How to apply design principles to Data Studio Dashboards

It’s been a while since we started to create custom data dashboards for our clients. Many of them have unique needs around email statistics and “their own story” to be told, so we decided that one fixed set of metrics wouldn’t serve them all.

We concluded that for email analytics one size doesn't always fit all.

And since that very beginning, we’ve relied mostly on Google Data Studio for our custom dashboards. Why? Well, it’s free to use, that really helps. But also because it’s very simple to use and it is incredibly flexible in terms of design and composing your own data story. All of our data is stored in Google BigQuery, so of course that helped too. You can get set up in seconds.

Quickly, we detected an issue: our team didn’t have the tools to make sure the quality was consistent across all dashboards. We had no way of making sure all dashboards were visually stunning. We were relying on the eye of our engineers and project managers instead of leveraging our own design skills and resources. And every eye is different, meaning our finished dashboards started to look different.

So we set up a few meetings with our Product Designer, and the challenge took shape:

How can we make Data Studio dashboards visually consistent and stunning, without involving a designer?

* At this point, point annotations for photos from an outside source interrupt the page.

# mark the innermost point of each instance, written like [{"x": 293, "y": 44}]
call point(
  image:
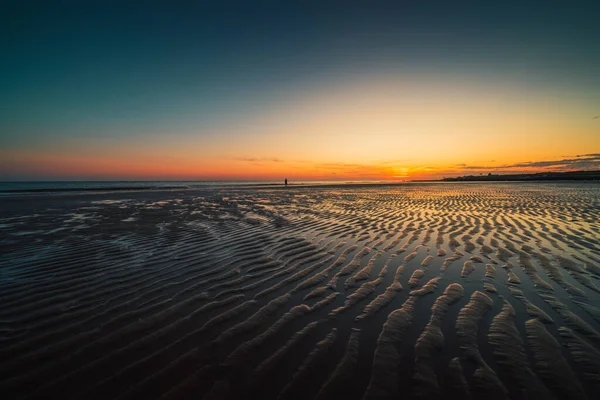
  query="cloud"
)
[
  {"x": 584, "y": 161},
  {"x": 258, "y": 159}
]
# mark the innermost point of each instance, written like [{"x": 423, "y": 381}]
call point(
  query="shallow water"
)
[{"x": 184, "y": 293}]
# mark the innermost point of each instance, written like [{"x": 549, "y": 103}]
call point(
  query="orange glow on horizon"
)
[{"x": 387, "y": 128}]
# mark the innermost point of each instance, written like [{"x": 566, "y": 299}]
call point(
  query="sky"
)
[{"x": 303, "y": 90}]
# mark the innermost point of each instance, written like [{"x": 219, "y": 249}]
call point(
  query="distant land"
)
[{"x": 541, "y": 176}]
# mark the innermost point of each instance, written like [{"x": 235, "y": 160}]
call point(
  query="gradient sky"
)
[{"x": 317, "y": 90}]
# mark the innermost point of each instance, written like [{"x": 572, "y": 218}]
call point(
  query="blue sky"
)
[{"x": 129, "y": 70}]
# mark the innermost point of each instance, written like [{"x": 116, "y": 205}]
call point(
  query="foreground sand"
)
[{"x": 417, "y": 291}]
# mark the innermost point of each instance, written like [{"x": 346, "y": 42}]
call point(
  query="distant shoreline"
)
[{"x": 540, "y": 176}]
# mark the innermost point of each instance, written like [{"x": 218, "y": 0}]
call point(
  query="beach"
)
[{"x": 428, "y": 290}]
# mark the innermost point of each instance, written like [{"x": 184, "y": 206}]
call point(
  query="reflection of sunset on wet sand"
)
[{"x": 233, "y": 200}]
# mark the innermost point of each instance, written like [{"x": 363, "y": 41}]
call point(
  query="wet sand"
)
[{"x": 356, "y": 292}]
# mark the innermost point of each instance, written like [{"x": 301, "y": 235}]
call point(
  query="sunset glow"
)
[{"x": 411, "y": 113}]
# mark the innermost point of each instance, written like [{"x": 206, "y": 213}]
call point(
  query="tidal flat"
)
[{"x": 416, "y": 291}]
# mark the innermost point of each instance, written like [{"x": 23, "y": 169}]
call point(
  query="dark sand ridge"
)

Our Product Designer worked for a while, quickly learning the details of Data Studio, and showed up at the next meeting with a solution: let’s build a proto-design-system-pattern-library for Data Studio!

The theme

We applied our own style guides to the Data Studio theming options, and we created a template dashboard that contained this theme, as well as a starting grid. By copying this dashboard when starting a new one, you’re already on your way!

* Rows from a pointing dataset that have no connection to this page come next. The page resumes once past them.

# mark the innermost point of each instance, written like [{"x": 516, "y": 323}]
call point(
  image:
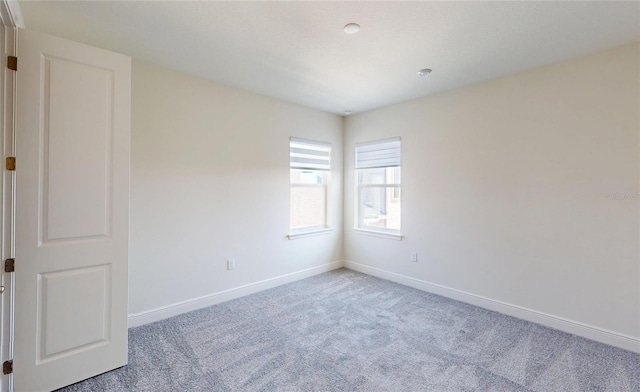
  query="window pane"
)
[
  {"x": 380, "y": 207},
  {"x": 373, "y": 176},
  {"x": 307, "y": 207}
]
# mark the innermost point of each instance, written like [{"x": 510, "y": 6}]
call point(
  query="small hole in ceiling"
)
[{"x": 351, "y": 28}]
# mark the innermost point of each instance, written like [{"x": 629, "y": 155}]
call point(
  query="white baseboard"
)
[
  {"x": 573, "y": 327},
  {"x": 150, "y": 316}
]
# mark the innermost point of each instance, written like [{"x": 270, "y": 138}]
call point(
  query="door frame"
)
[{"x": 10, "y": 19}]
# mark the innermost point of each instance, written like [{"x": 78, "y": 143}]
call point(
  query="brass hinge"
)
[
  {"x": 9, "y": 265},
  {"x": 11, "y": 163},
  {"x": 7, "y": 367},
  {"x": 12, "y": 63}
]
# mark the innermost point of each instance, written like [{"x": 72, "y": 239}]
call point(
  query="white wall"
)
[
  {"x": 210, "y": 181},
  {"x": 505, "y": 190}
]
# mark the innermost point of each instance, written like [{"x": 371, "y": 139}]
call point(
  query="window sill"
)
[
  {"x": 310, "y": 233},
  {"x": 390, "y": 236}
]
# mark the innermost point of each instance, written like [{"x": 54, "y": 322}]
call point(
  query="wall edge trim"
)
[
  {"x": 562, "y": 324},
  {"x": 164, "y": 312}
]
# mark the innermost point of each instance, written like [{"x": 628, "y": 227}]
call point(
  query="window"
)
[
  {"x": 378, "y": 186},
  {"x": 310, "y": 165}
]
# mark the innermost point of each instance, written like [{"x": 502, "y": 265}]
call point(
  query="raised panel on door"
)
[{"x": 72, "y": 212}]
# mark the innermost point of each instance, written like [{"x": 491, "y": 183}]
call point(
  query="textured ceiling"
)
[{"x": 297, "y": 51}]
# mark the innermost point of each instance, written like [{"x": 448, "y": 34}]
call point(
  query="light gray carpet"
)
[{"x": 345, "y": 331}]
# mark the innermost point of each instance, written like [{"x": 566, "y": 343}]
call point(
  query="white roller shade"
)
[
  {"x": 379, "y": 153},
  {"x": 309, "y": 154}
]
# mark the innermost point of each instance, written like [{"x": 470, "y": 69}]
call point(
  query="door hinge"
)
[
  {"x": 7, "y": 367},
  {"x": 11, "y": 163},
  {"x": 12, "y": 63},
  {"x": 9, "y": 265}
]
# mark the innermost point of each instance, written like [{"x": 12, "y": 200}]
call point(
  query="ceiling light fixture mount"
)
[{"x": 351, "y": 28}]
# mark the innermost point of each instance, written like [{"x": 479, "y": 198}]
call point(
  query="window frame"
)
[
  {"x": 323, "y": 228},
  {"x": 390, "y": 185}
]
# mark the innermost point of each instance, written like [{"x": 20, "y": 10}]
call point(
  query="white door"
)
[{"x": 72, "y": 211}]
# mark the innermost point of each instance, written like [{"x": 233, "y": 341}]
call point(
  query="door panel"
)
[
  {"x": 82, "y": 118},
  {"x": 72, "y": 212}
]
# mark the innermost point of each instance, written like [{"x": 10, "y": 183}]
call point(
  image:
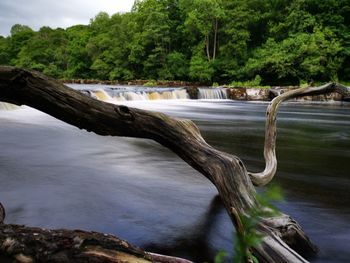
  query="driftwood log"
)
[{"x": 284, "y": 240}]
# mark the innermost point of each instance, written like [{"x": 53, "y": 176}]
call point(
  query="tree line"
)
[{"x": 269, "y": 41}]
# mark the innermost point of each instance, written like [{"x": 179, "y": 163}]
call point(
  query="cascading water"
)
[
  {"x": 138, "y": 93},
  {"x": 8, "y": 106},
  {"x": 212, "y": 93}
]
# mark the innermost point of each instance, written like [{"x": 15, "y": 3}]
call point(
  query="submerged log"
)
[
  {"x": 29, "y": 245},
  {"x": 282, "y": 235}
]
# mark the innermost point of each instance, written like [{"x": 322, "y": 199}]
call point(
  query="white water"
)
[
  {"x": 212, "y": 93},
  {"x": 7, "y": 106}
]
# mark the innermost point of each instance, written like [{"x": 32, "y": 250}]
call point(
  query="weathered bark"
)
[
  {"x": 215, "y": 37},
  {"x": 264, "y": 177},
  {"x": 227, "y": 172},
  {"x": 28, "y": 245}
]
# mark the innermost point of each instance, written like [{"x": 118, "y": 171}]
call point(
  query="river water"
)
[{"x": 54, "y": 175}]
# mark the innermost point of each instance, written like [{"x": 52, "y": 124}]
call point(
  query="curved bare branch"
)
[
  {"x": 264, "y": 177},
  {"x": 227, "y": 172}
]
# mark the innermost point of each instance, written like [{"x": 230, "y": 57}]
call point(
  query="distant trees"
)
[{"x": 208, "y": 40}]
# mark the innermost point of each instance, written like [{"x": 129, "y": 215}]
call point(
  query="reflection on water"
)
[{"x": 55, "y": 175}]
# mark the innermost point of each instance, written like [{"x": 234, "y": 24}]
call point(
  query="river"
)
[{"x": 54, "y": 175}]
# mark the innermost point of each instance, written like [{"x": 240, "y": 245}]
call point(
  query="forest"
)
[{"x": 270, "y": 42}]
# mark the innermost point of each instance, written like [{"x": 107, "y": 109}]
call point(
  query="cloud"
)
[{"x": 62, "y": 13}]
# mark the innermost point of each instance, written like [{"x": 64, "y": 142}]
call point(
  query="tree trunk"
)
[
  {"x": 282, "y": 235},
  {"x": 207, "y": 48},
  {"x": 29, "y": 245},
  {"x": 215, "y": 38}
]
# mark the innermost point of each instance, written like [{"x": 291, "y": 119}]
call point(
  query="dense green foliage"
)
[{"x": 224, "y": 41}]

This way we also leverage our color palettes, which were designed carefully for contrast and accessibility in data visualizations

The grid

Every dashboard must keep a consistent structure. We do so by applying a 12-column grid fitted inside a 30px horizontal margin, and 20px on the vertical axis. You have to make sure your Data Studio dashboard grid is set up to 10px.

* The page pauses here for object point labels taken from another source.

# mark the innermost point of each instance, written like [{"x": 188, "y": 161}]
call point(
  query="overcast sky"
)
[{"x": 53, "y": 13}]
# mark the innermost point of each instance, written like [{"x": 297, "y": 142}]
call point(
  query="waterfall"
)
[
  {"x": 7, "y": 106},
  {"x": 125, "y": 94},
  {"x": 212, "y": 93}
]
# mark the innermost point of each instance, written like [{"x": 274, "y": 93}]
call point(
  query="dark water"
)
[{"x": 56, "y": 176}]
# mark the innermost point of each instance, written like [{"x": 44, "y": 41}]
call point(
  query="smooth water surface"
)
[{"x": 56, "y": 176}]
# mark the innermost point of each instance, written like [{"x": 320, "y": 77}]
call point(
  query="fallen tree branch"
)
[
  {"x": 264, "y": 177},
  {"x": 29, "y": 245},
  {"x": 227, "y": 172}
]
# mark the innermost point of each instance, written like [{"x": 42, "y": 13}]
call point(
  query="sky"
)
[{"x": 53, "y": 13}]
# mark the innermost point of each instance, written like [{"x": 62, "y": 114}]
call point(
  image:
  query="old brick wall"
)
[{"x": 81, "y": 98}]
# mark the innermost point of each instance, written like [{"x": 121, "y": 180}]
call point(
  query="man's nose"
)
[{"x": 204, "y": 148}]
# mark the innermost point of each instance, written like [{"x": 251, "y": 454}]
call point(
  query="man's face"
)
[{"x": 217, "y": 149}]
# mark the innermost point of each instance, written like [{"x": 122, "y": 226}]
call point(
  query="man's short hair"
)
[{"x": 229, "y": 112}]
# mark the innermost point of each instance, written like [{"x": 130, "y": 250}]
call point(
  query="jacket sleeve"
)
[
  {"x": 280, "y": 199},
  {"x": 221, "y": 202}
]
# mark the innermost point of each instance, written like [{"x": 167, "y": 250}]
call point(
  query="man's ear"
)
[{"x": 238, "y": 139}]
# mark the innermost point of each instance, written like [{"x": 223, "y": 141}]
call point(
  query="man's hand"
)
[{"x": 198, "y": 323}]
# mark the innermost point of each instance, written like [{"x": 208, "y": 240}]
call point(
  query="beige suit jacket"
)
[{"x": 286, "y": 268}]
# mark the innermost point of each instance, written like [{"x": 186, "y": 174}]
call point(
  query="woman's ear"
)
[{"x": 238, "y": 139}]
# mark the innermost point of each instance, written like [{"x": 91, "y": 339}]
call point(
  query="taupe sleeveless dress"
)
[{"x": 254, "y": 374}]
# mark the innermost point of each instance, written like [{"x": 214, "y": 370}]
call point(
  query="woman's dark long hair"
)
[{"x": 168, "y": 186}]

We also decided that the grid would be contained between a header and a footer at all times, for context.

12 columns allows for a lot of flexibility in a data dashboard

The components library

It doesn’t make sense to build this header and footer every time, so we decided to create another Data Studio dashboard that contained patterns and examples on how to build these and other components. The magic here is that you can simply edit this dashboard and copy/paste the component you want to use in your dashboard, which will already be neatly styled.

Header, footer and branding layouts

Some of our dashboards will be displayed on TVs at our customer’s headquarters, so sometimes they’re 100% branded for them, while in other cases, the brand for the dashboard is 100% Email Meter. There are also cases where both brands should co-exist peacefully.

We solved this problem by providing a page in our component library with 12-15 examples of different footers and headers, with different branding predominances.

An example of our template's header and footer, one of them client branded.

Dividers

When composing dashboards, you need to contextualize and set spaces for different types of metrics or just to create sections that set the pace for the data narrative. We added a set of dividers that could be easily reused.

Filters

Oh — How cool is it to offer a dashboard and give full power to the user to narrow down their search, include or exclude whatever they want and report only on specific segments? We leverage this functionality quite often, making our dashboards fully interactive so our customers can filter by team, office or email sender. Or maybe get metrics like response times for emails with certain subjects or labels.

In order to give them a coherent and clean appearance we designed another page that contains each of the items for the filter bar, with different added elements like external links or buttons — we also put examples together on how to combine them or add hierarchy.

The emojis are the sparkle on the cake! They give more context to what each filter does.

12 filters and 2 hierarchies? No problem!

Widgets & Data Visualization

And lastly, we needed great examples, tokens and patterns that could be used when visualizing actual data and charts. We thought of this page as a guideline that contained the different atomic units that the dashboard developer could later use and combine as they see fit.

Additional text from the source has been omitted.